From your new vantage point you can either carry out a random, gruesome melee attack on an enemy - Fisher can do this move where he seems to stab people with bullets, using his pistol like a deadly and impractical staple gun - or take a distracted guard hostage (which also allows you to use your execute ability). Or you can pop heads the old fashioned way. Unlike the previous games' deliberately wonky guns, your basic weapons are mostly accurate in Conviction, though it's this needless expenditure of energy that Fisher tuts at after an encounter. He, along with the level designers, clearly want you tagging and bagging the ne'er-do-wells.

Shooty Stealthy

There's little sense of accomplishment in merely sneaking past every guard undetected, Conviction simply isn't geared towards pure stealth. Neither is the plot: an off-the-grid Fisher's got word that his daughter, who he believed had been killed in a hit-and-run (back in Splinter Cell: Double Agent) is alive and well, leading him to charge angrily .. through a conspiracy plot in search of the truth. Only on one occasion are you limited by a mission-resetting "don't set off an alarm" order, otherwise you're free to be as loud as you like.

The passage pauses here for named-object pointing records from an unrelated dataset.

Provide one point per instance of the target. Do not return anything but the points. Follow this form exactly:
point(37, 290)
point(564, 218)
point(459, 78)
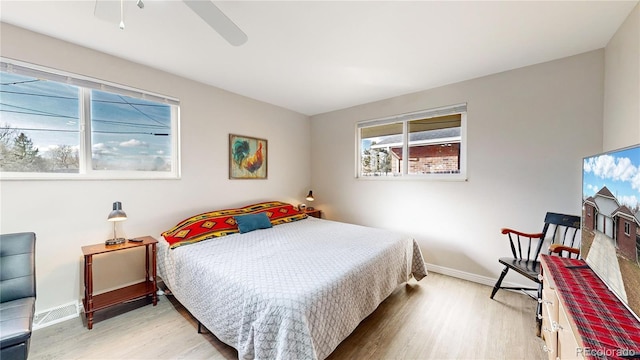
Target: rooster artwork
point(248, 158)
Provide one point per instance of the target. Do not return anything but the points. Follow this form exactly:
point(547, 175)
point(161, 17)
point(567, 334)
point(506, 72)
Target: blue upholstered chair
point(17, 293)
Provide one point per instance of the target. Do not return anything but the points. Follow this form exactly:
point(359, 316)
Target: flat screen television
point(610, 239)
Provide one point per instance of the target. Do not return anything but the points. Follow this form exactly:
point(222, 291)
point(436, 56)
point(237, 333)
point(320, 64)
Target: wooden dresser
point(581, 317)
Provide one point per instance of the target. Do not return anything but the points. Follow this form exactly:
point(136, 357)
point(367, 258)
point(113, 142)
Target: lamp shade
point(117, 214)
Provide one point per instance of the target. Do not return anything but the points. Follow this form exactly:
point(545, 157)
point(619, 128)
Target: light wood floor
point(439, 317)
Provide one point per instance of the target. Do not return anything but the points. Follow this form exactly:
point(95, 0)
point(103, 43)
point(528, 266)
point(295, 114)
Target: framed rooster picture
point(247, 157)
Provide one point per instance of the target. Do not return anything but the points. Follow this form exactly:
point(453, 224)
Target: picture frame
point(248, 157)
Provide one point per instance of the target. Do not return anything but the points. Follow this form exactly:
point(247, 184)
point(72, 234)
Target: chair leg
point(539, 312)
point(496, 287)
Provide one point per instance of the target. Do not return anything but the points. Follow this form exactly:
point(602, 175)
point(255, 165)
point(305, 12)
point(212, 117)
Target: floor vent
point(56, 315)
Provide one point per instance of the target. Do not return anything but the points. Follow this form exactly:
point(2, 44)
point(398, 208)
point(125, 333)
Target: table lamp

Shotguns, submachine guns, grenades and assault rifles are all options available to you. Every gun can be used in an execution too - with shotgun executions being a particularly destructive way to neutralise a room of opposition. Fisher's grumpy new demeanour doesn't lend itself to the witty guard encounters of old Splinter Cells either, a massive shame as it makes the whole of the single-player campaign come across more than a bit po-faced - a waste of good Ironside. What his temperament provides instead are wonderfully violent interrogations, vaguely quick-time event-style expositions during which you can smash your victim's head against "contextual bash points" (see Interrogatored).

Conviction's single-player game is very short too - roughly five hours long depending on how you play - but it's backed by the incredible co-op mode. This is a lengthy and entirely original campaign built from the ground up and starring two fresh characters. Kestrel, the distrusting Russian, and Archer the wise-cracking American.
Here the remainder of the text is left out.